In classic noir tradition, Case’s control of events is illusionary. Each new plot or scheme he hatches might appear to offer the chance of salvation, giving him the chance to get ahead of the game, but in fact his fate is always held in the hands of others.
The stories work as individual vignettes but also form a short novel, beginning and ending in Poland, with a backstory in the UK. Spain and France come into play as well.
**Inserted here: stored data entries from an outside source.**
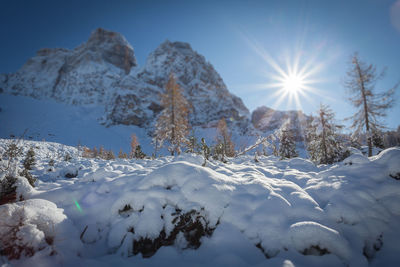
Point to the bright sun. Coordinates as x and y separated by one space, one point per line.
293 83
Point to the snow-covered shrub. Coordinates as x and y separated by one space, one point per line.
188 229
30 226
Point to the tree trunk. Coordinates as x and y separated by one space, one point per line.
365 110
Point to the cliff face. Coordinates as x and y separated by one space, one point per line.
103 72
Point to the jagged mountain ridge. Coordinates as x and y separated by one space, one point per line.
103 72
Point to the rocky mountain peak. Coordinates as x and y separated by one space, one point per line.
113 48
95 73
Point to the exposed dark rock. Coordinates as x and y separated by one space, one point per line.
370 248
315 251
193 226
395 176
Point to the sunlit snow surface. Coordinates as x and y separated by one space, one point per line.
287 208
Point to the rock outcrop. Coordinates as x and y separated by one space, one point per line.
103 72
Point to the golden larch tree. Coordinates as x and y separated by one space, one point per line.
172 124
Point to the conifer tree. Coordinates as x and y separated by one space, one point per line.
371 106
139 153
287 146
120 154
206 151
28 164
377 139
134 144
224 137
172 124
325 146
29 160
192 146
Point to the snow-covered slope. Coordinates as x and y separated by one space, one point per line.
267 119
177 213
103 72
46 119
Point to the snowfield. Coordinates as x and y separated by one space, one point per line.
172 211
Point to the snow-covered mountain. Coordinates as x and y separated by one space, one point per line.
267 120
103 72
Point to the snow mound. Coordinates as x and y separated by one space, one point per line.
36 225
355 159
311 238
174 211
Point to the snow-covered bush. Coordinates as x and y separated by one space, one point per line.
30 226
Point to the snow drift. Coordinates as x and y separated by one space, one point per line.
172 210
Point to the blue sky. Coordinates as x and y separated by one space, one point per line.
242 39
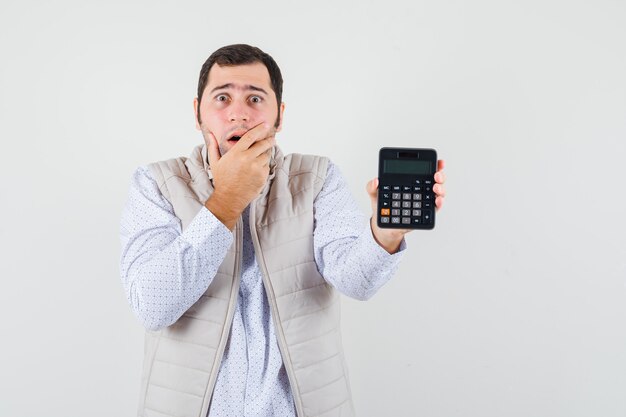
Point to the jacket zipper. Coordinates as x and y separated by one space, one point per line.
231 313
282 343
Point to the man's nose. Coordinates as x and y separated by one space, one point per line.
238 112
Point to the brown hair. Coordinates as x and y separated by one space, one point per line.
241 54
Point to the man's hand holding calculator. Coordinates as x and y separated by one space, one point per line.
390 238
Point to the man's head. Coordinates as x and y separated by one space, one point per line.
239 87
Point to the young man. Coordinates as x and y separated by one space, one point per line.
233 259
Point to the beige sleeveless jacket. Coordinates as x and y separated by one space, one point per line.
182 361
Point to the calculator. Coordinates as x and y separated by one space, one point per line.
405 190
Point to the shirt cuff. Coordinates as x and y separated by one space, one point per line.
206 228
379 258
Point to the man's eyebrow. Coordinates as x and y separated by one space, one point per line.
245 87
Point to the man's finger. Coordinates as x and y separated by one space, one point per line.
214 150
438 203
371 187
439 189
258 132
260 147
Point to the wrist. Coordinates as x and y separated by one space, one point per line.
388 239
223 209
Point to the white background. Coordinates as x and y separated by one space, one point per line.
515 305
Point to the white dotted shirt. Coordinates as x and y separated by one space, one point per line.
165 271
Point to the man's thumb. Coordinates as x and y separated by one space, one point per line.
214 150
371 187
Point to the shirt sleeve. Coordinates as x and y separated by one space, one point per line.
165 270
346 253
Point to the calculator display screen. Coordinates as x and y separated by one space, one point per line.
399 166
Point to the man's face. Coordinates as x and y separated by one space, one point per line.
235 99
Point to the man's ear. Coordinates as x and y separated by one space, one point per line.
280 121
195 111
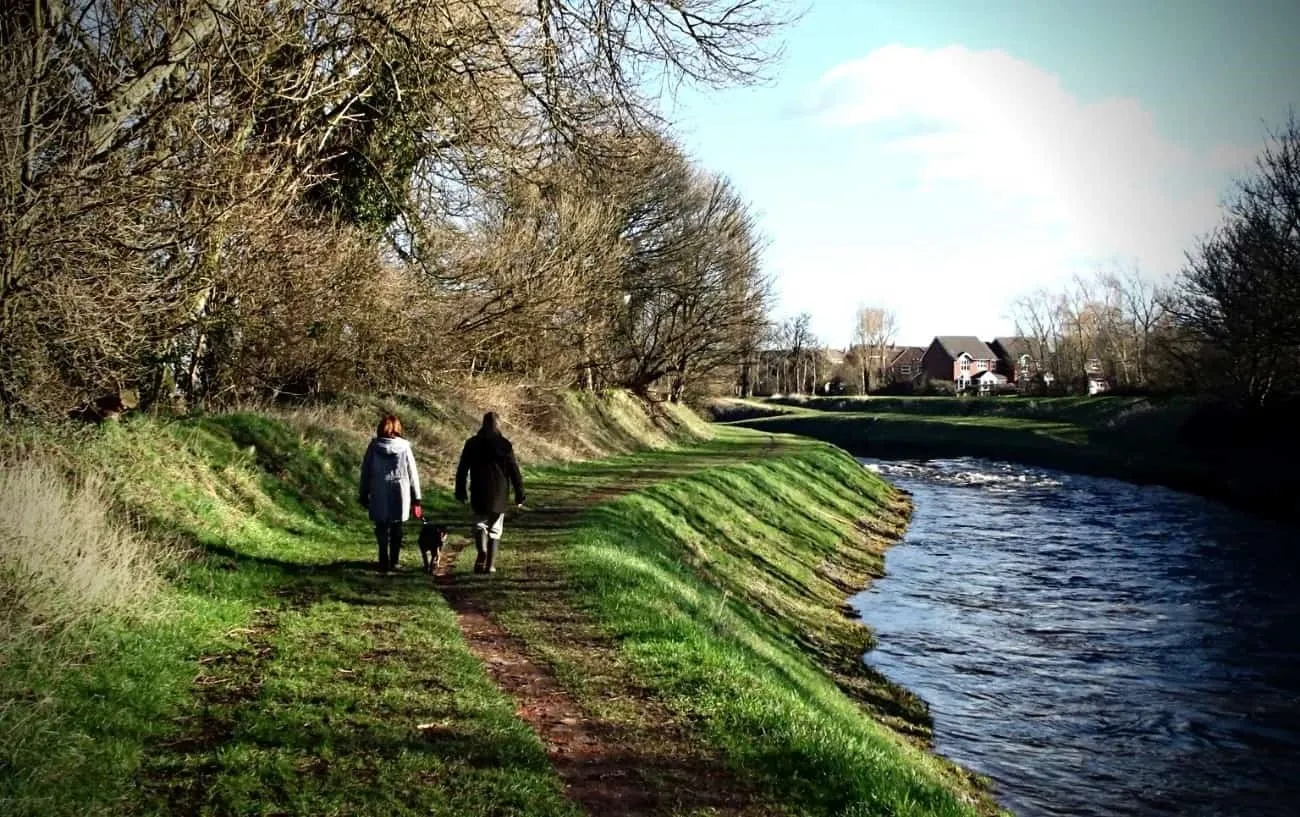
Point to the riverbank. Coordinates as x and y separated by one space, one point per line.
1171 442
679 600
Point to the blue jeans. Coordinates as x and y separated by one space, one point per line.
389 537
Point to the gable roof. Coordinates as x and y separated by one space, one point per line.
957 344
906 355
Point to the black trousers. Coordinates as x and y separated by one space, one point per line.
389 537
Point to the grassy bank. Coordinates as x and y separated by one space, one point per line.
1153 441
724 592
685 589
161 707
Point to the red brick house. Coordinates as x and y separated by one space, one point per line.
957 359
1017 358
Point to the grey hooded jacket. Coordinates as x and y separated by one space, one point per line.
390 482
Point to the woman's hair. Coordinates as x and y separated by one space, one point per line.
389 427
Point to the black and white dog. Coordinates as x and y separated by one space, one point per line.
432 537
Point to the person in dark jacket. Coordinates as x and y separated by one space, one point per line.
390 488
489 463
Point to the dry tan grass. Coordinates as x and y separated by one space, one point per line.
63 557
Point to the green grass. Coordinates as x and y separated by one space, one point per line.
1140 440
264 504
723 591
277 674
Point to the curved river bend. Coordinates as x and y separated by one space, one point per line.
1096 647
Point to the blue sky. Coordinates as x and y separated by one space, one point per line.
943 158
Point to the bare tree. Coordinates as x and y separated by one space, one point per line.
874 332
1240 289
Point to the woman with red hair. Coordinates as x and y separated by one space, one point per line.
390 488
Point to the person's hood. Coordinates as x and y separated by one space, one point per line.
494 439
391 445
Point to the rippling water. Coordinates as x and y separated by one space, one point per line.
1096 647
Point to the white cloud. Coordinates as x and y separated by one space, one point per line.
1100 172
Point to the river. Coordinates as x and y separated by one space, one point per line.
1096 647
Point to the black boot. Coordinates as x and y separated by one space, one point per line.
480 549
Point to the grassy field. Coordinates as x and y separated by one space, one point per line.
1144 440
685 591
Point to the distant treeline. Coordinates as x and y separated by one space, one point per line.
229 199
1227 325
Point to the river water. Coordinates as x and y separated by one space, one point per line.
1096 647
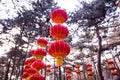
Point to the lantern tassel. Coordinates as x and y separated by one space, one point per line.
59 61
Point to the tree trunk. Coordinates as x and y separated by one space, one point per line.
7 69
99 54
60 78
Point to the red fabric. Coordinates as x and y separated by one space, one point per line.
59 48
59 32
59 16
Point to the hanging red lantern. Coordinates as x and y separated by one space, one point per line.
59 16
56 67
48 71
112 68
68 67
25 76
32 52
88 65
90 74
31 71
37 77
42 42
68 71
38 65
77 66
40 53
78 72
48 66
114 73
59 32
26 67
89 69
68 76
110 62
29 61
59 50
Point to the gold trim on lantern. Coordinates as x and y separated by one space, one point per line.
40 57
59 61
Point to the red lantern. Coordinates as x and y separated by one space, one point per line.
37 77
48 66
88 65
110 62
32 52
68 67
68 76
68 71
90 74
56 68
31 71
89 69
26 67
25 76
42 42
59 32
78 72
40 53
112 68
59 50
38 65
59 16
48 71
29 61
77 66
114 73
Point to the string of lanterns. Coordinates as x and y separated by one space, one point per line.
34 65
59 49
112 67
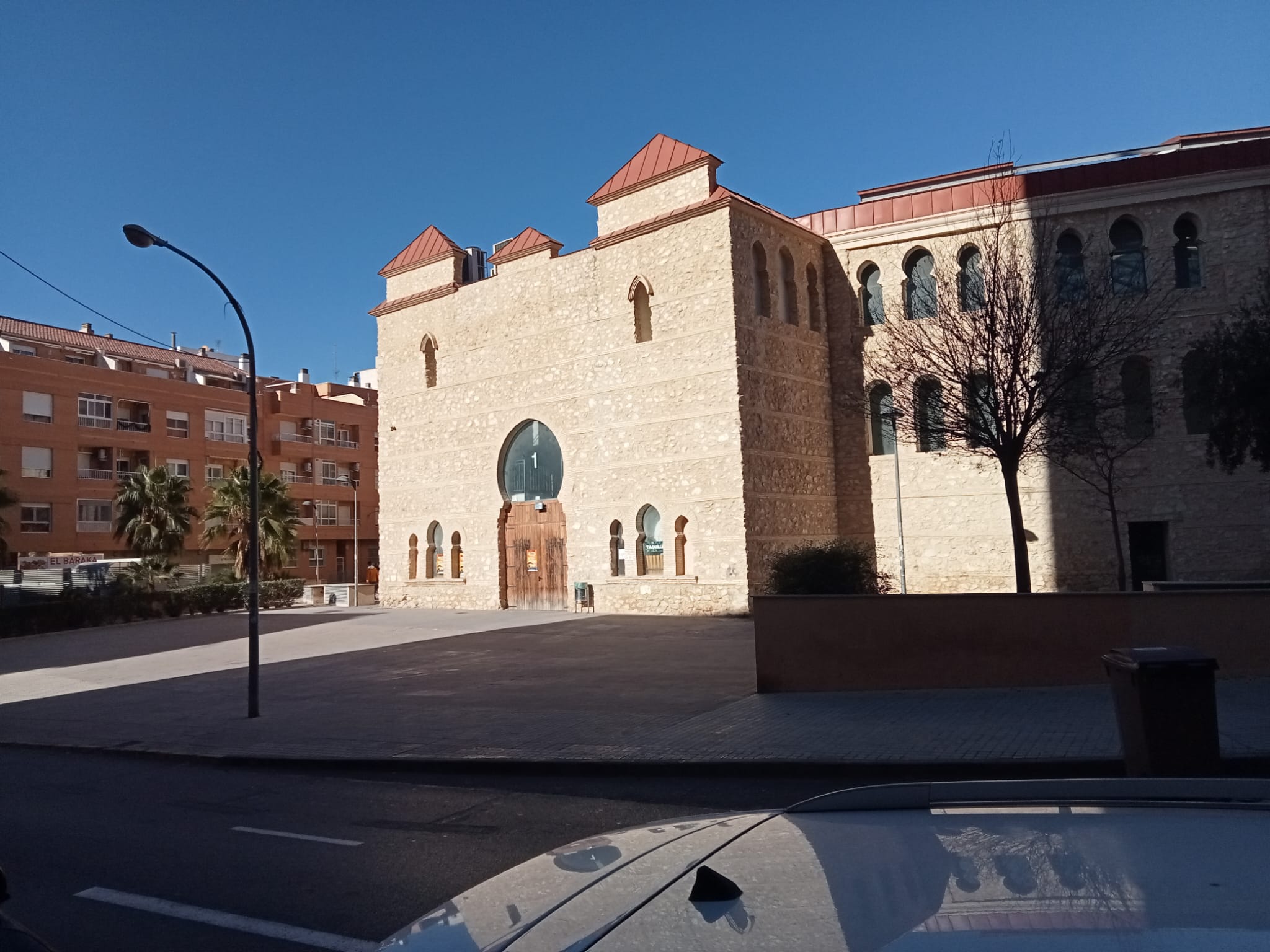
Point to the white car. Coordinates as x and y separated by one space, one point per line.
1121 865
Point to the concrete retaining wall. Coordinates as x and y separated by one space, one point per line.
887 643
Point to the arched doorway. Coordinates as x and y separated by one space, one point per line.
535 571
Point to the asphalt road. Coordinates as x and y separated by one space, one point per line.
164 831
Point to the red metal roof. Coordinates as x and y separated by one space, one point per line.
527 242
431 245
126 350
660 156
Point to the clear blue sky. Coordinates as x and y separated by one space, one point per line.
298 146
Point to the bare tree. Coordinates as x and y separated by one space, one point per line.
991 351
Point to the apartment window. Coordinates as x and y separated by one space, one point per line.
37 517
228 428
37 462
95 410
37 408
93 516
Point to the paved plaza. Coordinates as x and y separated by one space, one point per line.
414 684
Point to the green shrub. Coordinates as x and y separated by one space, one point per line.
838 568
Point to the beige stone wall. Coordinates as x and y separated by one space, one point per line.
956 519
667 196
653 423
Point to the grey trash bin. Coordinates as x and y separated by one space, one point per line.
1166 708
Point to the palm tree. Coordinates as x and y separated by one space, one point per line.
153 511
229 512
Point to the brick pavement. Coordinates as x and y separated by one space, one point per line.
605 689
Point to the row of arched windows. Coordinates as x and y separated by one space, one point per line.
649 545
435 555
786 289
1135 403
1128 271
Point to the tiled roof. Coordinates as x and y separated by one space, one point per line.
660 156
527 242
113 347
431 245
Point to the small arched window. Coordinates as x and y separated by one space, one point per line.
882 421
433 565
789 288
1070 273
1128 262
1186 253
643 314
456 557
648 544
430 361
1135 392
762 283
920 296
870 296
681 544
1197 409
929 402
969 280
813 299
616 550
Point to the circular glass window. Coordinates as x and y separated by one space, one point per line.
533 465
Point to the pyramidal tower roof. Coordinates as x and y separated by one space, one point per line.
660 157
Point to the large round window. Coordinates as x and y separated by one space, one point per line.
533 466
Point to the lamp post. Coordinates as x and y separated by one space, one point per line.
893 415
139 236
350 482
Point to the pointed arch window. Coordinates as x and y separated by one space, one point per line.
970 280
870 296
920 295
762 283
882 423
1128 259
1186 273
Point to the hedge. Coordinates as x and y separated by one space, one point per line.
76 609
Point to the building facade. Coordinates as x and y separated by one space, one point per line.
83 409
659 413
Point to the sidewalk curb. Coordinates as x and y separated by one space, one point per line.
1256 765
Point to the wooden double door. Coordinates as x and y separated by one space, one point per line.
536 573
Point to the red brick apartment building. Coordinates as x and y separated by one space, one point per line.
78 409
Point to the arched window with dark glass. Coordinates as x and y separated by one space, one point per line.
969 280
1186 253
533 465
920 295
789 288
1197 409
1135 392
813 299
929 402
1070 272
882 423
1128 259
870 296
981 410
762 282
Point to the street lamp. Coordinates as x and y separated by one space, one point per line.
349 482
893 415
139 236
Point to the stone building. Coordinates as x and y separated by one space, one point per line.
658 413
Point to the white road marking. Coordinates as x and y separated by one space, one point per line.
229 920
300 835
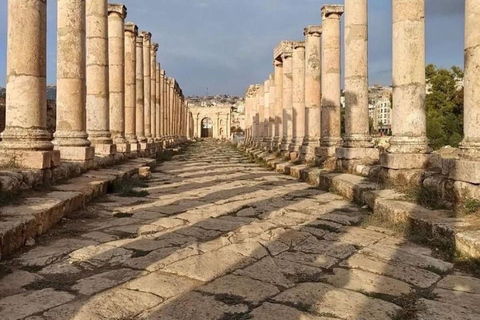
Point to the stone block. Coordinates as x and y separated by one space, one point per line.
462 170
357 153
105 149
29 159
404 160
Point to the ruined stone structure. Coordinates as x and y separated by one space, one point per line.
311 110
107 97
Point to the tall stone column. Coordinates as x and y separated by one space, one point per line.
409 144
98 109
278 106
131 33
116 58
153 89
147 78
287 98
331 81
357 145
260 114
467 169
158 91
140 94
313 91
271 120
26 141
266 114
298 98
71 135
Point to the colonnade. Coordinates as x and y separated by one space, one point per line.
112 94
306 124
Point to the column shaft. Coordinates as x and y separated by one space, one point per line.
116 58
98 110
298 98
140 95
331 81
131 33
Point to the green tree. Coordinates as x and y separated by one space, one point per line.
444 106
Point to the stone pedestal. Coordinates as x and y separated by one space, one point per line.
409 144
331 68
313 91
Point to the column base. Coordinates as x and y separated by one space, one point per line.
399 161
82 155
367 154
105 149
29 159
462 170
123 148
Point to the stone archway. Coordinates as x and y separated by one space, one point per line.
207 128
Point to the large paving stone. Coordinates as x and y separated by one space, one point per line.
345 304
193 306
395 269
163 284
102 281
273 311
26 304
363 281
249 290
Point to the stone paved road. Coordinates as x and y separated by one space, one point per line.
220 238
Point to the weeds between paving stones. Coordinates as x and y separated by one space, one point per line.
126 187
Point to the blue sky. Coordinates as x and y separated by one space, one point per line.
226 45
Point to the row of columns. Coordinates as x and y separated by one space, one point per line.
112 95
312 67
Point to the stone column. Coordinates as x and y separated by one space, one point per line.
266 114
98 109
331 81
287 98
271 120
153 89
26 141
158 98
409 144
313 91
71 135
278 106
116 58
131 33
467 169
357 144
298 98
140 94
147 78
260 114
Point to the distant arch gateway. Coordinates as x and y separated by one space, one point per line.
210 121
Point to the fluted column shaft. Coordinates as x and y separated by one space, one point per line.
116 58
71 109
471 142
331 81
153 89
131 33
140 94
298 98
98 110
147 76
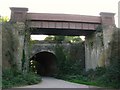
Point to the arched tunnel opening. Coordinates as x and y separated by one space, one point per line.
44 63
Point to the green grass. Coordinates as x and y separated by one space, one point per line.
13 78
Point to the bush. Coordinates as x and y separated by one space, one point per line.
13 78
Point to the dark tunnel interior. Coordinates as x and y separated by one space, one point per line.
44 63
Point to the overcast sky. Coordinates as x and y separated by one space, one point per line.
82 7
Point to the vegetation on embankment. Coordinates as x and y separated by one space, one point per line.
108 76
12 78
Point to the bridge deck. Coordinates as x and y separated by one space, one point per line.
65 24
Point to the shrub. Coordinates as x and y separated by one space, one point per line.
13 78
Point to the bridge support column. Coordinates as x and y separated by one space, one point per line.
108 25
18 16
97 48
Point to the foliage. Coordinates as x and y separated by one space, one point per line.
49 38
13 78
61 58
70 62
108 76
4 19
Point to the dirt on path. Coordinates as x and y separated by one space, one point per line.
49 82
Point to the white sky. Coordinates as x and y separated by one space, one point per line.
82 7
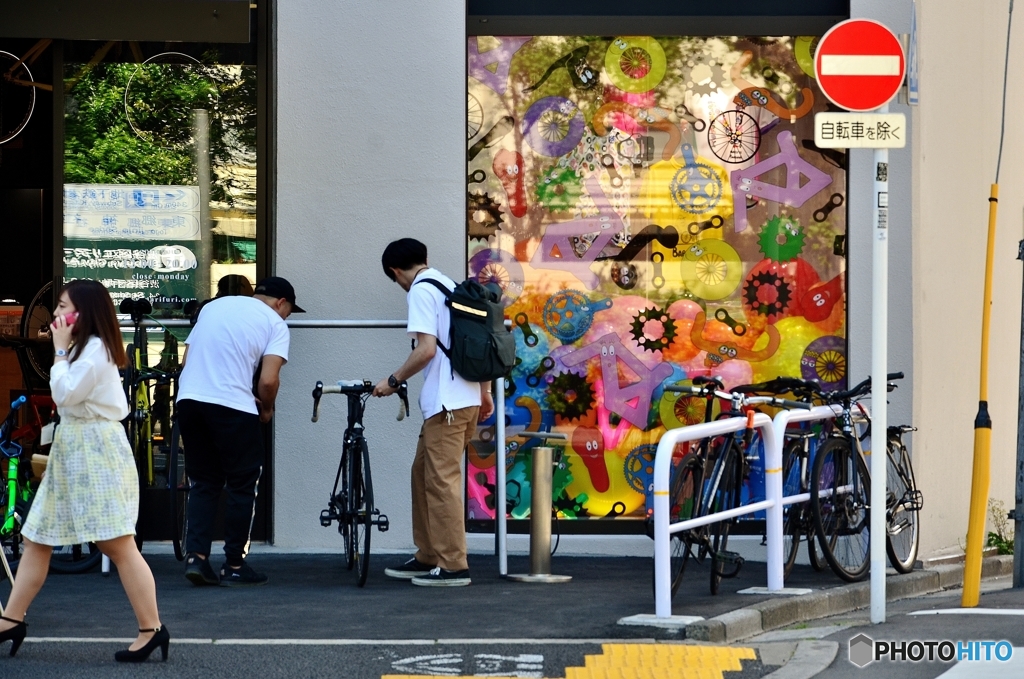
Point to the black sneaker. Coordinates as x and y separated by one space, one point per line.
243 577
199 571
443 578
409 569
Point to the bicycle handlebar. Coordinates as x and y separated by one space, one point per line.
742 398
357 387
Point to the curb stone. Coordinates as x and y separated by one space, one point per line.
774 613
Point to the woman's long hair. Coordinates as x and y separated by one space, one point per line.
95 316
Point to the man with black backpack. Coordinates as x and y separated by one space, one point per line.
452 407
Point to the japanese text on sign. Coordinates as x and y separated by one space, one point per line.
131 212
856 130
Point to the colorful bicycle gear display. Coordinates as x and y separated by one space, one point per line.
654 210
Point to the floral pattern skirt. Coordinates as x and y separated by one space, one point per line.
90 489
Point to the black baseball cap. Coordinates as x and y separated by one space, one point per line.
279 288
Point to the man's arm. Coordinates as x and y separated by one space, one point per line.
269 382
426 347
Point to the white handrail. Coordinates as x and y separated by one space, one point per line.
663 470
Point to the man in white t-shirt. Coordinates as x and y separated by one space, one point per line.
221 420
452 407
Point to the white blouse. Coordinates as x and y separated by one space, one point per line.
90 387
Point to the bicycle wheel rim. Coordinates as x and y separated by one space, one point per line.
842 519
178 485
683 501
902 524
726 498
793 526
366 515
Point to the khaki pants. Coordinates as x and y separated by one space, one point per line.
438 517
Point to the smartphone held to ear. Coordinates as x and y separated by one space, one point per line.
70 319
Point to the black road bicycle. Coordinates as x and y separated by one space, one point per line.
351 501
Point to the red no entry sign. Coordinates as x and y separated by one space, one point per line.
859 65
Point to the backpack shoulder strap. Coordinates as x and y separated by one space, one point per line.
446 350
437 284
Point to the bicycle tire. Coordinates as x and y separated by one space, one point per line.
842 517
683 500
178 485
902 525
35 322
365 516
793 526
725 497
341 504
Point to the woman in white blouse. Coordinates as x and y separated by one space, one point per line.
90 490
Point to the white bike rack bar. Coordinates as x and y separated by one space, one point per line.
663 529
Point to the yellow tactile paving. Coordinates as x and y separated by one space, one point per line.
635 661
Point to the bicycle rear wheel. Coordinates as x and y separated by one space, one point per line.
902 507
178 485
793 527
361 509
842 518
683 504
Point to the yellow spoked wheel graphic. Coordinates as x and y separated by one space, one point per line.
711 268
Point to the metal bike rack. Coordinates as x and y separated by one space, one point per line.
540 514
663 529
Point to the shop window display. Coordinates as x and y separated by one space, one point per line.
654 209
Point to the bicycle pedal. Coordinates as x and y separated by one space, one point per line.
723 559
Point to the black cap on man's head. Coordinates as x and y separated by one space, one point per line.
279 288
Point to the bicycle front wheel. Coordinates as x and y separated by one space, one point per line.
683 500
793 528
360 512
902 508
840 501
725 496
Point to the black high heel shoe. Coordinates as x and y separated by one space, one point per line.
162 638
15 634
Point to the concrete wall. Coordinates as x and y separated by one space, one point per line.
371 127
956 135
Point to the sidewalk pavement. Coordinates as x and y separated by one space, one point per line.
313 597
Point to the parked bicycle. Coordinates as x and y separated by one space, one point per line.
351 500
841 498
152 424
710 478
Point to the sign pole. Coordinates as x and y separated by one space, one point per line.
880 346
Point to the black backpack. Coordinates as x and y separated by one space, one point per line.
479 347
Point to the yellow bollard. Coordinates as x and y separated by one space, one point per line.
982 433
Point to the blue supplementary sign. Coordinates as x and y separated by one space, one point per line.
912 74
131 212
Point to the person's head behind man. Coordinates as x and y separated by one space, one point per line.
279 295
402 259
233 285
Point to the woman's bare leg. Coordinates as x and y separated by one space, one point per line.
32 571
137 581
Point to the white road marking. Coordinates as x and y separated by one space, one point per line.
970 611
342 642
859 65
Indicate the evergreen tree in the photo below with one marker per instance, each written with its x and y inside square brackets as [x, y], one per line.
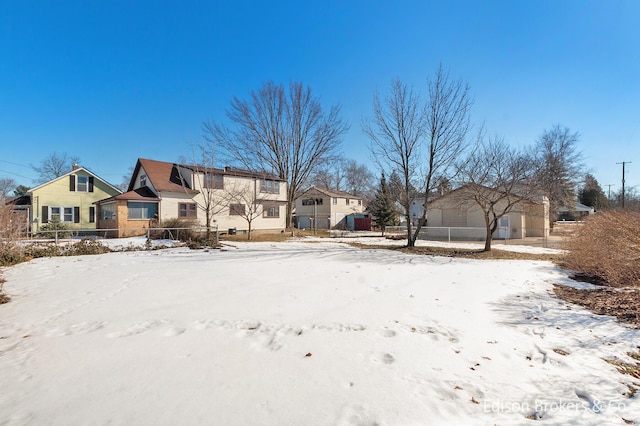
[591, 194]
[383, 206]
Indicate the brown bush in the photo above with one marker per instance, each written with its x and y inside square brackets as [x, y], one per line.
[175, 230]
[607, 247]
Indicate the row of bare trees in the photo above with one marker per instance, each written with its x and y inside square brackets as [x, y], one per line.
[422, 139]
[426, 139]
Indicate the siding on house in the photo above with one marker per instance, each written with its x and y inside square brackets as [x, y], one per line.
[171, 185]
[526, 219]
[77, 192]
[330, 209]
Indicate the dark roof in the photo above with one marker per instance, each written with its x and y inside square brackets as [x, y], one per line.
[331, 193]
[23, 200]
[142, 194]
[166, 177]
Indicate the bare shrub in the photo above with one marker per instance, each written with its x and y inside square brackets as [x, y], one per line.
[175, 230]
[85, 246]
[4, 298]
[607, 247]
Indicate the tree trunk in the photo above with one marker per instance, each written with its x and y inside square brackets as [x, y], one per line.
[489, 236]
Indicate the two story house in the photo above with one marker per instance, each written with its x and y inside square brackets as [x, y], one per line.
[236, 200]
[326, 209]
[69, 199]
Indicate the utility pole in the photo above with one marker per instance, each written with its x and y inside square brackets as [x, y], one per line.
[609, 186]
[623, 163]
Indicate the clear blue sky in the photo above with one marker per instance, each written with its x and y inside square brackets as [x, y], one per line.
[111, 81]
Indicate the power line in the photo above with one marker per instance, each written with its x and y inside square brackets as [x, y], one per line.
[15, 164]
[610, 185]
[623, 163]
[16, 174]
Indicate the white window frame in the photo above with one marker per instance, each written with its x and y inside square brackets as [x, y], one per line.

Red Esperanto is the first story with Case getting involved with not one but two femmes fatales. After being played like a violin, and then worked over with knuckle dusters, he flees to sultry Madrid for Death in a Hot Afternoon. Case is in and out of bars with fellow journalist Nathan Jones, a washed up hack who’s an even bigger boozer than Cae and has a cocaine problem too. He’s now working for The Madrid Review, an artsy periodical owned by an entrepreneur called Pedro, who has his fingers in many pies. Pedro’s latest project is with an exotic chanteuse, Lena, who he is promoting now as a Europop star. Perhaps you won’t be surprised to discover not everything is as it seems.
There is further mischief in the remaining stories including ghost-writing the prison memoirs of a British gangster, scams involving Camden session musicians posing as World Music stars, and the possible murder of a bestselling thriller writer. Could Julian Stroud be based on Lee Child? It’s all set to a great sound-track. Music seems to be important to Brazill and he did a similar thing with his Roman Dalton – Werewolf PI collection. The writing is leavened with some laugh-out-loud humour. Other than its short duration – a Case of Noir can easily be read in a single setting – there isn’t much for crime fiction lovers to dislike about this book.